普通の女性の場合は、犬狼族と交わったとしても子孫を遺すことはできないが、オメガと呼ばれる性であればそれが可能であるという。
犬狼族は、人型をとることも可能な種族だが、人の血が薄まるとその能力が衰えるため、オメガ性の者を求める
。古来はそれが元で争いも勃発したが、野生の能力が高い犬狼族には勝てず、平和を保つために供物と称して生贄を捧げているのである。
凶暴な獣の奴隷となることが定まったと告げられ、カムルは少し目を見開いたが死ぬよりはマシだとギュッと拳を握り頭を垂れた。

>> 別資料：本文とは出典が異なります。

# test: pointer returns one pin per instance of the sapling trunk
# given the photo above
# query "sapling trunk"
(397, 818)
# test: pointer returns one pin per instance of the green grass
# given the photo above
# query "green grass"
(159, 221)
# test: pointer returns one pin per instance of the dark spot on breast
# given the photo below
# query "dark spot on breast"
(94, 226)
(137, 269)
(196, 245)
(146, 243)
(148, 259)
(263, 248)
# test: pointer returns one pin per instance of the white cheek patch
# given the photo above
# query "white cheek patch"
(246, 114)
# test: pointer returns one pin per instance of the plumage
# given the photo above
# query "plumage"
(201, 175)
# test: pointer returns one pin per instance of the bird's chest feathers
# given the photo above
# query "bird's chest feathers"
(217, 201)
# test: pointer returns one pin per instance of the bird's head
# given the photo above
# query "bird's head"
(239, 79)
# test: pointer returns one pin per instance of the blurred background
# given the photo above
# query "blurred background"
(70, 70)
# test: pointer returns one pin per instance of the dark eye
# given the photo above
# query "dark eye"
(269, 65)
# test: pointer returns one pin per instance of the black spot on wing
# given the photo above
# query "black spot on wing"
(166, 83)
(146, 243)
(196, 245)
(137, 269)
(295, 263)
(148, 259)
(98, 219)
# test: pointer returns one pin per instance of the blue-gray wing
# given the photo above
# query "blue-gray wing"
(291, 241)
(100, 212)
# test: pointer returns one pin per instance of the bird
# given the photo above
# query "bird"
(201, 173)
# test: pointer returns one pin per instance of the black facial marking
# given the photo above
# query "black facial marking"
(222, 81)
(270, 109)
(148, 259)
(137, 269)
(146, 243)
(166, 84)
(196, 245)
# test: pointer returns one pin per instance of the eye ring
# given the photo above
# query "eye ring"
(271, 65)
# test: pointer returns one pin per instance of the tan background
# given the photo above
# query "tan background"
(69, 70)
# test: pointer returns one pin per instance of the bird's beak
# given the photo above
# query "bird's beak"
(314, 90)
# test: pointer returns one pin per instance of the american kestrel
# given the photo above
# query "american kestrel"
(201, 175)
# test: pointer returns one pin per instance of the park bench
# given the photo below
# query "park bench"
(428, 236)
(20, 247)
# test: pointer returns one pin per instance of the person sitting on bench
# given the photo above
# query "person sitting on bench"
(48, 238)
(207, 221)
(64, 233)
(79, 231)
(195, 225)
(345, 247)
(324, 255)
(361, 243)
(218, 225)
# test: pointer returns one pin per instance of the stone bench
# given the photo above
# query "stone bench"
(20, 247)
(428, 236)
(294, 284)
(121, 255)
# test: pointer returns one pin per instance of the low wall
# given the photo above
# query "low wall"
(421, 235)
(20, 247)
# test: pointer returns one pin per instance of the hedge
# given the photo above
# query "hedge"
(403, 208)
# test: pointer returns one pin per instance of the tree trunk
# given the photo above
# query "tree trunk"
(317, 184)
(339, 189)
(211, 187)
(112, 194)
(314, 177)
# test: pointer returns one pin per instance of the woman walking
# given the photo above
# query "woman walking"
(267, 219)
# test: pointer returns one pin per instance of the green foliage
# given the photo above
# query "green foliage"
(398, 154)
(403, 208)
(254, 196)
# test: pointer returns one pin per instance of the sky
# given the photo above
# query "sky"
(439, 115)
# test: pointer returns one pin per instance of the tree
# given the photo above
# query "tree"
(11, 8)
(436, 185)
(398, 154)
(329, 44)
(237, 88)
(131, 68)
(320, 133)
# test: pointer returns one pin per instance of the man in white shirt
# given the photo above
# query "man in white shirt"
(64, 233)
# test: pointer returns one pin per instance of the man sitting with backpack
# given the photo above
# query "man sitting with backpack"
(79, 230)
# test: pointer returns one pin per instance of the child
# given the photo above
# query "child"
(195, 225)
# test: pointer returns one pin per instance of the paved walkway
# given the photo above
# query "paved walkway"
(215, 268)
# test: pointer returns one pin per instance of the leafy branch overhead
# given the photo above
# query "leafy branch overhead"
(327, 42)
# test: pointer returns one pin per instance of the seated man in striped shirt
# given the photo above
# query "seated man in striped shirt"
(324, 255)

赤金の髪がゆらゆらと揺れて、わーっと湧き上がっている民衆の様子に唇を噛み締める。
騎士に命じられた時に、民衆のために命を捧げようと誓ったのだが、彼らは目の前で騎士団長から奴隷へと堕とされた自分の姿に歓喜しているのだ。
人の不幸は蜜の味ってやつか。
なんて、勝手な生き物たちだろう。
カムルは呆れるというより、愕然とした表情を浮かべて神官を見上げた。
「待ってください!団長は、俺の命を救ってくれました!それが何故罪に問われるんですか?!」
警護兵に取り押さえられながら、彼の部下達はいてもたってもいられなくなったのか、広場に飛び込んでくる。
「こんな理不尽な裁断を受けることはないです」
警護兵を薙ぎ倒しながら、五、六人の部下達がカムルに近寄ろうと必死に駆け寄ってくる。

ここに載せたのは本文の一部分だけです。